4 CDPI, doc. no 130 (1103) : « In Dei nomine. Ego Petrus Sancii, Dei gratia rex. Placuit mihi libenti animo et spontanea voluntate et facio hanc cartam donacionis ad te Santio Vita Bellito Crispo de Bescasa superior et dono tibi illam turrem de Alcait Almelch qui fuit neptus de Azube, senior de Gabarda, cum omnibus suis terminis et suis pertinentiis quod pertinent ad illam supra scriptam turrem, terminum scriptum et cognitum de illam pinnam qui est subtus Sudeto ad illo camino qui vadit a Saragena, aliam pinnam rotundam extremum salubrarem ex parte Carro freto; aliam bogam ad illum casalem de illo furno inter terminum de Gavarda et de Marcen, iuso in illo plano ad illa lacuna usque ad illa isola inter Mundote et Fundon de illo puialon, per totos tuos ganatos que fiant in tua comenda intrare et exire, ad erbalage et per tuos molendinos facere, et dono tibi istam supra scriptam hereditatem propter servicia quam mihi fecisti, obiuvasti mihi cum CCC inter milites et pedones, cum totas armas ad Alcoraz, allit campal de Aragon et lorunz de Ossale, totos tuos parentes naturales, et concedo et confirmo tibi hoc donativum supra scriptum, ut habeas illum salvum et liberum et francum ad tuam propriam hereditatem per facere tuam totam voluntatem, tu et filii tui et omni generacio vel posteritas tua, per secula cuncta, salva mea fidelitate. Signum regis Petro. Facta carta era T.C.XL.I, in mense augusto, regnante Domino nostro Ihesu Cristo et sub eius imperio ego autem Petrus Sancii Dei gratia regnante me in Aragone et Pampilonia et in Suprarvi et Ripacurcia, domnus Stephanus episcopus in Osca, domnus Poncius episcopus in Barbastro, domnus Petrus episcopus in Erunia, Adefonsus fratrer meus in Biele, comes Sancius in Erro et Tafalla, senior Sancio Arcez in Alcala, abbas Galindus maiordomini rex Petrus num feci. Ego autem Sancius de Iesero scriptor sub iussione domni mei regis hanc cartam scripsi et hoc signum feci. »
5 CDCH, doc. no 94 (1105).
6 Comme on a pu l’observer dans d’autres régions de l’Empire romain (Olesti, 2005), des toponymes se terminant de la sorte traduisent l’existence de fundi appartenant à de puissantes familles.
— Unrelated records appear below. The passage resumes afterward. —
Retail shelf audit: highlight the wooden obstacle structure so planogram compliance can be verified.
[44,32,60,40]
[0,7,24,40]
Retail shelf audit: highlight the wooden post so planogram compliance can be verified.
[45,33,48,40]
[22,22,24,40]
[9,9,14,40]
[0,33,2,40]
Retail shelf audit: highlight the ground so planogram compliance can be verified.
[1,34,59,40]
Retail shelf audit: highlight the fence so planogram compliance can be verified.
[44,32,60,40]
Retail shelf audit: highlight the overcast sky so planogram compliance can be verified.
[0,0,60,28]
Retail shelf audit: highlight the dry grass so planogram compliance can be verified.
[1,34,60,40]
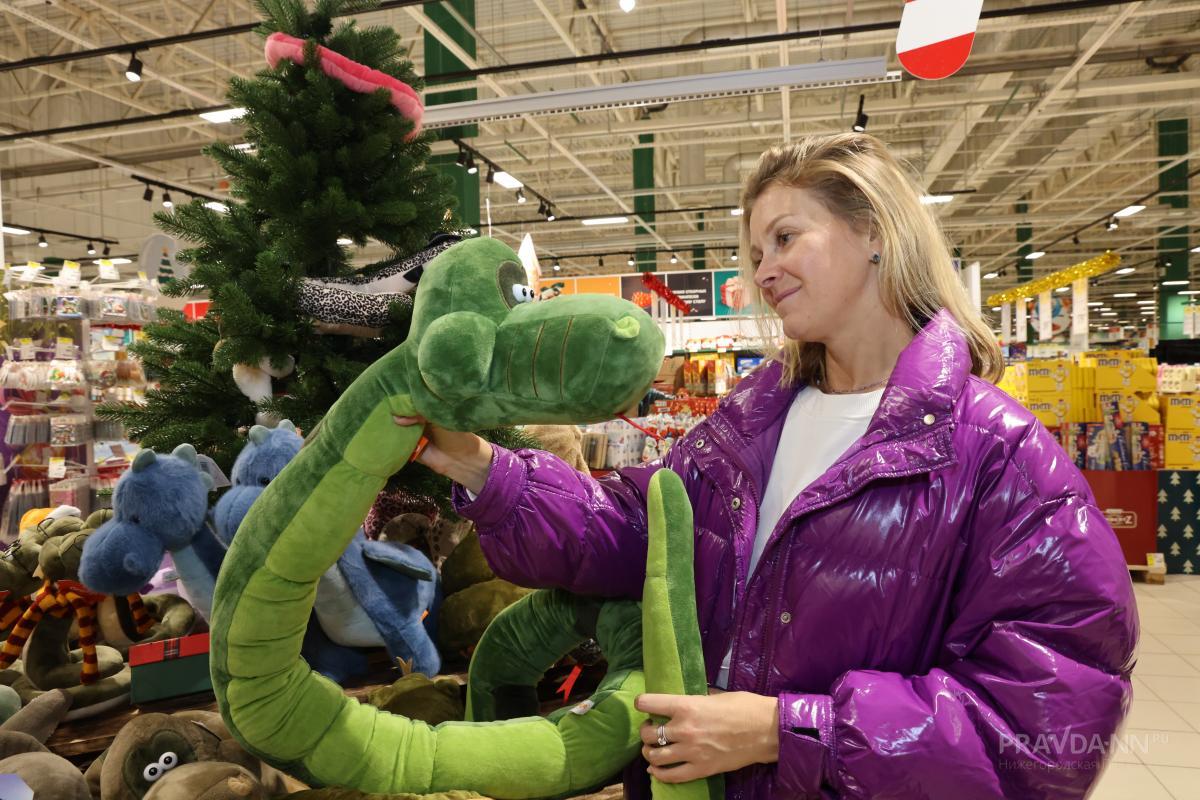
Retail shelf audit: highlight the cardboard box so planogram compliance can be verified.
[1096,357,1158,392]
[1025,359,1075,395]
[1159,393,1200,431]
[1096,390,1163,425]
[1164,431,1200,469]
[130,633,212,703]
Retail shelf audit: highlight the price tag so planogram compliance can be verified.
[55,261,79,287]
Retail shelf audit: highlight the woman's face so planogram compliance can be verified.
[749,186,880,343]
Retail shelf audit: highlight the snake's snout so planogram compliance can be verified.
[612,314,642,339]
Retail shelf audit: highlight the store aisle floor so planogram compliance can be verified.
[1091,576,1200,800]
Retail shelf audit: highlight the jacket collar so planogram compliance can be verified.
[710,309,971,487]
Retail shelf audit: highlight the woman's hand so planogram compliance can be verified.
[391,416,492,494]
[636,692,779,783]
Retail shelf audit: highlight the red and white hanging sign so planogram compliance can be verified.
[896,0,983,80]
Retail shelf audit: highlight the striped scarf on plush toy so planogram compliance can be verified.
[0,589,30,630]
[0,581,104,686]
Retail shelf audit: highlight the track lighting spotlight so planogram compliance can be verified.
[854,95,870,133]
[125,52,142,83]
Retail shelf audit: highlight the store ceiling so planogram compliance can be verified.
[0,0,1200,326]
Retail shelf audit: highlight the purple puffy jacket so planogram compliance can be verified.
[455,311,1138,800]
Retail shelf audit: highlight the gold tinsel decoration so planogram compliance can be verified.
[988,251,1121,306]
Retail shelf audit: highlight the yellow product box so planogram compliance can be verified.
[1163,431,1200,469]
[1025,392,1076,428]
[1096,390,1163,425]
[1096,357,1158,392]
[1025,359,1075,395]
[1159,392,1200,431]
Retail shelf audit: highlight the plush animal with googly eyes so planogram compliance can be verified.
[86,711,306,800]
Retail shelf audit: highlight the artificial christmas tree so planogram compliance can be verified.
[102,0,452,469]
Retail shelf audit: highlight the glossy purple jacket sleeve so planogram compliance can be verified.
[454,446,681,597]
[774,489,1138,800]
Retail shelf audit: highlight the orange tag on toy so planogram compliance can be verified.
[408,437,430,462]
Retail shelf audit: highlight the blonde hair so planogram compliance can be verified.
[740,133,1004,385]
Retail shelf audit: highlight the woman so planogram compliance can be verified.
[397,134,1138,800]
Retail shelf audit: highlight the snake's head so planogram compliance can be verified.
[409,239,664,429]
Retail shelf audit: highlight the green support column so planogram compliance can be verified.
[634,133,659,272]
[425,0,480,228]
[1158,120,1195,339]
[1016,200,1033,283]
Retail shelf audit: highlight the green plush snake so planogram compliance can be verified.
[211,239,690,798]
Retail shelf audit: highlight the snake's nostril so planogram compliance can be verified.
[613,317,642,339]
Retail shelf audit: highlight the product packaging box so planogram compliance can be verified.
[1164,431,1200,469]
[1159,393,1200,431]
[130,633,212,703]
[1096,357,1158,392]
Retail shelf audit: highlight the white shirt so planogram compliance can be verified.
[716,386,883,688]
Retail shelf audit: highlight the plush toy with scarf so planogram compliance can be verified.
[211,239,719,798]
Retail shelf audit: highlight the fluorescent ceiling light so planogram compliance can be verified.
[496,173,524,188]
[422,56,901,128]
[200,108,246,125]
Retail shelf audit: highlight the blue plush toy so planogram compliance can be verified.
[212,420,442,681]
[79,445,224,619]
[79,420,442,682]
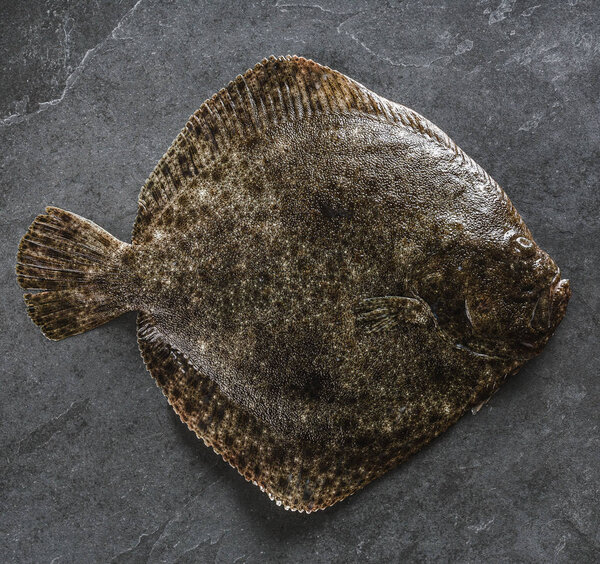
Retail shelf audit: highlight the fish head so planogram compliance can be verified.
[464,229,571,358]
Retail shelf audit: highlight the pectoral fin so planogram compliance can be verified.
[356,296,433,333]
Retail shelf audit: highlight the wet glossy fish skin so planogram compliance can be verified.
[18,58,570,511]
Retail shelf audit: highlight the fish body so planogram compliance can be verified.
[17,57,570,512]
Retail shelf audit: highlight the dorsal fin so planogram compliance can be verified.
[133,56,508,243]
Parmi plusieurs noms de lieux très proches figurent Marzà, dans la province de Gérone (Marciano en 902), Marsan en Gascogne, ainsi qu’un fundus Martianus mentionné dans la documentation du haut Moyen Âge de l’église de Ravenne (Bernhart, 1810, pp. 39 et 49-50).
7 DM, doc. no 89 (1177), 92 (1178), 119 (1184) et 132 (1188).
8 DJIA, doc. no 575 (1251) : « castrum et villam de Marcen et villam de Petrosis. » Plus tardivement, les données fournies par Pascual Madoz au xixe siècle ne fournissent pas non plus d’informations complémentaires en évoquant le village de Marcén à cette époque : « l. con ayunt. En la prov. y dióc. De Huesca (4 ½ leg.), part. jud. De Sariñena (3), aud. Terr. Y c. g. de Zaragoza (10 ½). Sit. Al pie occidental del monte denominado Movache, ventilado por los vientos del N. con clima templado y sano. Consta de 12 casas inferiores, varias calles irregulares y sin empedrar, y en el centro una plaza poco capaz ; igl. parr. (San Pedro Advinculada), unido a la cual se halla el cementerio muy comodo por estar elevado y fuera de la poblacion ; estando aquella servida por un cura párroco, de nombramiento de S. M. ó el diocesano. Confina el Térm. por el N. con monte de Fraella (1/2 hora); E. con monte redondo de Gabarda (1/2) ; S. con el de Poléñino (3/4), y O. con el de Curvez y Grañén (1/2) ; para consumo de agua potable hay una fuente en los confines de Fraella, de que se aprovechan los vec. para beber y dos balsas, una à oriente y otra à occidente del pueblo, que sirven para abrevadero de ganados y otros usos del vecindario. El terreno es montanoso y riscoso por E., y el resto llano aunque barrancosos y roturado ; es de seccano muy aranoso y arido, cultivandose como 100 fan. De tierra de primavera, segunda y tercera calidad. Los caminos son sendas que guian a los pueblos circunvecinos. Prod. : poco trigo, algo mas de centeno, poco ordio y avena, y algun aceite ; cria ganado lanar y poca caza de conejos y liebres. Pobl. : 21 vec. y 130 almas. Riqueza imp. : 27,913 rs. Contr. : 3,742 rs. » (Madoz Ibáñez, 1845-1850, p. 260).
9 Coromines Vigneaux, 1976, vol. 1, p. 785 : il s’agirait d’une variante aragonaise de cilla (« cámara donde se recogían los granos »).